Figmenters

Figmentation: Creating figments of imagination.

Wanted: Figmenters. Must have creative abilities and personality that tends to favor gothic horror stories. May be employed in activism, politics, journalism or law as plaintiff attorneys and be able to create modern boogeymen.

As children, our parents used to make up characters to scare us. In Latin America it is El Hombre del Saco who carries naughty children away in a sack and eats them. In the U.S., it’s the boogeyman who hides under their bed and gets them if they misbehave. In Brazil, it is Cuca, a crocodile woman who steals children who will not go to sleep.

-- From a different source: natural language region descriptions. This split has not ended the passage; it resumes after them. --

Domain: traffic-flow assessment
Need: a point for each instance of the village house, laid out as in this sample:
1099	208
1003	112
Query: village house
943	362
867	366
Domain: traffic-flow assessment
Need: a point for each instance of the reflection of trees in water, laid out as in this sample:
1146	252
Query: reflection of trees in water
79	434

Similarly, we have professionals who are hired to create figments of our imagination to scare us. In the world I usually live in, the world of food, there are plenty of boogeymen such as the idea that everything is made up of chemicals; or pesticides, present in such tiny quantities so as to present no risk, in your food. These are boogeymen because they are fabricated, they are not risky but are made up to scare you to sign up for activist alerts or to scare you into buying alternate products. 

But, surprisingly to me, those are not what scare people the most. A Chapman University survey found that the number one fear is, “Corrupt government officials.” This was a 2021/2022 survey and that has been the number one answer for the last six years. That covers three presidents and a whole host of people in Congress as well as state and local officials.

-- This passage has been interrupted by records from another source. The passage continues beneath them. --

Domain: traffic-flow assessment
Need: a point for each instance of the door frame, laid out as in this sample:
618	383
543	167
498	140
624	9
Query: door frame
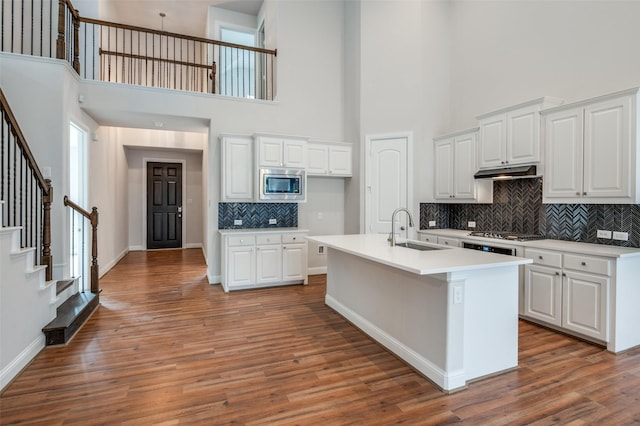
366	178
145	161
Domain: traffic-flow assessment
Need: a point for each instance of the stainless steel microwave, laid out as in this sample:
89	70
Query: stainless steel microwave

At the state level, the Washington Post reported last year that, since 2006, 11 out of 18 people serving in the New York States’ top offices, including governors, “succumbed to scandals.” In addition, since 1961, four out of eleven governors have wound up serving prison time in Illinois.

That’s horrible but a professional class of activists, journalists, politicians and talking heads appear to be in the business of demonizing any government officials that have a different political philosophy. They make up or skew facts about presidents, presidential contenders; IRS, DOJ, or FBI officials; Congressional representatives or Supreme Court Justices

In the vast majority of cases, most of the people who serve are, unsurprisingly, self-interested. The 1986 Nobel Prize winner economist explained that people going into government are just as self-interested as your everyday garage mechanic or CEO of a large corporation and we would do well to think of their profession as “politics without romance.”

There is no doubt that there are corrupt officials, and they should be drummed out, but facts and factoids are magnified to make virtually any individual appear to be not just guilty, but monsters. In part this is true because bad news sells. A Reuters Institute study found that 42 percent of Americans are trying to avoid it. But those that remain apparently find that, the more vitriolic the attacks, the more interest they generate. 

There is one president and one vice president, 535 members of congress, 50 governors, 2.1 million federal employees, 1,621 mayors and 145 million state and local employees. That’s a pretty large denominator to compare against a very likely small numerator of corrupt officials. The higher you go, the more it matters but it’s also true that the higher you go, the more likely corruption will be exposed by courts, checks and balances, or votes.

We will probably continue to see markets for figmenters casting those who serve in government as boogeymen. Then again, maybe those who disagree with philosophies and outcomes will seek out more logical arguments than those made by the figmenters and the markets for boogeymen will disappear.